JSON parser

JSON is a widely used format for exchanging data between formats, while being human-readable.

Possible values are defined recursively and can be any of the following:

/// Represent any valid JSON value.
#[derive(Debug)]
enum Value {
    /// null.
    Null,
    /// true or false.
    Bool(bool),
    /// Any floating point number.
    Number(f64),
    /// Any quoted string.
    String(String),
    /// An array of values
    Array(Vec<Value>),
    /// An dictionary mapping keys and values.
    Object(HashMap<String, Value>),
}

Object are delimited with braces { and }, arrays with brackets [ and ], and values with commas ,. Newlines, tabs or spaces should be ignored by the lexer.

Knowing that, we can construct a lexer with Logos that will identify all those cases:

/// All meaningful JSON tokens.
///
/// > NOTE: regexes for [`Token::Number`] and [`Token::String`] may not
/// > catch all possible values, especially for strings.
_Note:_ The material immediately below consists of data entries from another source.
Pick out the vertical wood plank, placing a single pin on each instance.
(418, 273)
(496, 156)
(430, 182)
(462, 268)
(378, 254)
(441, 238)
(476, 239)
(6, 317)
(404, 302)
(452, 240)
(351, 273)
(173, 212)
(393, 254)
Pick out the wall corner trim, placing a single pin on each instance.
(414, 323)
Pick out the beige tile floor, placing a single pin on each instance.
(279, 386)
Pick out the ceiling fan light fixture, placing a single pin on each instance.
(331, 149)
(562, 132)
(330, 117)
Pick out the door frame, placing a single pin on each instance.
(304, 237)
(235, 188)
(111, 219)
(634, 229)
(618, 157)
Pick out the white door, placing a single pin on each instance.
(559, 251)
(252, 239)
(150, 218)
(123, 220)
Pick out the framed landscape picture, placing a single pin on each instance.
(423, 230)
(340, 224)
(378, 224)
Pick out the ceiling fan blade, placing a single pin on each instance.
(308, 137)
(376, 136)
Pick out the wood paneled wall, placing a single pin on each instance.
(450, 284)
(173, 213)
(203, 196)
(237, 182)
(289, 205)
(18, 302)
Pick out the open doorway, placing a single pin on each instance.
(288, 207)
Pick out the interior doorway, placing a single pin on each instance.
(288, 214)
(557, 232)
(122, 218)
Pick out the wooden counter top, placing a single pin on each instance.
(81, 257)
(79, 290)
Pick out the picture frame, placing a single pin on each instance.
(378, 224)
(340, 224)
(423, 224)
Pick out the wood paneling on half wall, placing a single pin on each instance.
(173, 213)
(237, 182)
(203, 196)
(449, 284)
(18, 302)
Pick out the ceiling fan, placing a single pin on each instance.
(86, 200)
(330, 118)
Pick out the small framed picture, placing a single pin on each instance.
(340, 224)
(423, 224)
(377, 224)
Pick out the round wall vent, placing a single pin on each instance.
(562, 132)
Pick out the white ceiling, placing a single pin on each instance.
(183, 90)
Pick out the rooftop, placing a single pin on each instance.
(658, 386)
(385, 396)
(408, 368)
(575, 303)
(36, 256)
If you find
/// > errors, please report them so that we can improve the regex.
#[derive(Debug, Logos)]
#[logos(skip r"[ \t\r\n\f]+")]
enum Token {
    #[token("false", |_| false)]
    #[token("true", |_| true)]
    Bool(bool),

    #[token("{")]
    BraceOpen,

    #[token("}")]
    BraceClose,

    #[token("[")]
    BracketOpen,

    #[token("]")]
    BracketClose,

    #[token(":")]
    Colon,

    #[token(",")]
    Comma,

    #[token("null")]
    Null,

    #[regex(r"-?(?:0|[1-9]\d*)(?:\.\d+)?(?:[eE][+-]?\d+)?", |lex| lex.slice().parse::<f64>().unwrap())]
    Number(f64),

    #[regex(r#""([^"\\]|\\["\\bnfrt]|u[a-fA-F0-9]{4})*""#, |lex| lex.slice().to_owned())]
    String(String),
}

Note

The hardest part is to define valid regexes for Number and String variants. The present solution was inspired by this stackoverflow thread.

Once we have our tokens, we must parse them into actual JSON values. We will proceed be creating 3 functions:

  • parse_value for parsing any JSON object, without prior knowledge of its type;
  • parse_array for parsing an array, assuming we matched [;
  • and parse_object for parsing an object, assuming we matched {.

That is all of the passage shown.